Judge Linda Poust Lopez, who presides over the Human Trafficking Intervention Court in the Bronx, approved the motion. Jones’s record was wiped clean.
Judges have tremendous discretion, and another judge could have ruled another way. The decision to vacate all of Jones’s convictions is an example of how the approach, and personality, of an individual judge can matter profoundly to the outcome of a case.
Judge Poust Lopez also gave a heartfelt speech, apologizing to Jones for the ways the state had failed to help her as a child.
For Jones, that apology meant everything. She asked if she could approach the bench, and give Judge Poust Lopez a hug.
“I felt caring from her," Jones said. "I felt like she truly was apologetic for me being wronged all these years,” she said.
The hug opened the floodgates, Root said. Everyone in the courtroom was in tears, from the District Attorney to the court reporter, she said.
“It was one of the more transformative and emotional experiences I have ever had in my life, inside or outside the courtroom,” Root said.

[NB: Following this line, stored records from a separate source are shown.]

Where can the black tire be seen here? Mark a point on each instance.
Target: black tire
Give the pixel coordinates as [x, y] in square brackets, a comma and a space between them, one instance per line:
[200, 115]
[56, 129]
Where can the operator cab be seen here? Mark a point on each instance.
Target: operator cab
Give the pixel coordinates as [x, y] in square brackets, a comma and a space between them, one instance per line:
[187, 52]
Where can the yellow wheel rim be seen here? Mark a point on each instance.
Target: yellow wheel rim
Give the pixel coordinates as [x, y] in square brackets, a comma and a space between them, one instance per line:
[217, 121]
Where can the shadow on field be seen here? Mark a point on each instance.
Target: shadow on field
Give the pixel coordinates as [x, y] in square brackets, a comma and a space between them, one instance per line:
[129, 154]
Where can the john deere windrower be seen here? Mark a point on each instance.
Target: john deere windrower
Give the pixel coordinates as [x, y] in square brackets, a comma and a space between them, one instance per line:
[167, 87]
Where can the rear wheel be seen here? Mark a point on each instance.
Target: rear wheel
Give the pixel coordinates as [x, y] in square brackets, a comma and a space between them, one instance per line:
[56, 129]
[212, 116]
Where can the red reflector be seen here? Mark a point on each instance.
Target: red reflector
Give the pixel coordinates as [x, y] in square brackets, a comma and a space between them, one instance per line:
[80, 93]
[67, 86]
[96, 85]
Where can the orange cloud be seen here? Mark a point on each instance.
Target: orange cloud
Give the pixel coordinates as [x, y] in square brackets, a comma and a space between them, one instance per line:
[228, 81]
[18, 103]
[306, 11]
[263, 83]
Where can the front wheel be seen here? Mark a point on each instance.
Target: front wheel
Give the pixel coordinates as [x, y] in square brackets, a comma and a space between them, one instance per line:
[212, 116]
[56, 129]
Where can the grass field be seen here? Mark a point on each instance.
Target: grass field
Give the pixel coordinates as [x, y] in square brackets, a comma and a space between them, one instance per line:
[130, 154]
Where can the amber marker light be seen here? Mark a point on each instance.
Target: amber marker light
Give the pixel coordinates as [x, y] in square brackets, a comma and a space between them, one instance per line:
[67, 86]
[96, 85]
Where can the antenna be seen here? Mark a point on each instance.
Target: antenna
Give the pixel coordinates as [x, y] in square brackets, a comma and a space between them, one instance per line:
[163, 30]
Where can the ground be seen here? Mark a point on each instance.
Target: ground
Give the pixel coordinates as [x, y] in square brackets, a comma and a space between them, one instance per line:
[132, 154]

Usually, court is either brutalizing or numbing, she said. “It felt like during Tracy's court appearance all of the humanity that has been sucked out of every other court appearance was suddenly flooding through the air vents.”
Judge Sherry Klein Heitler oversees the city’s special courts, including the trafficking court that heard Jones's case. She has sat on the bench in New York City since 1994, and she knows court is not often a happy place.
“We recognize that the last place somebody wants to be is in front of us,” she said. But every person in court still wants their story to be heard. “And I'm sure that person told that story to many different people, but they wanted to tell it to the black robe.”
Jones said telling her story isn’t easy. It takes her to dark places. But now, she won’t have to answer awkward questions when she applies for jobs, she said. “My past no longer defines me,” Jones said. “I feel free.”
This story is part of WNYC's focus on the judicial election process and candidates ahead of this year's party primaries and general election.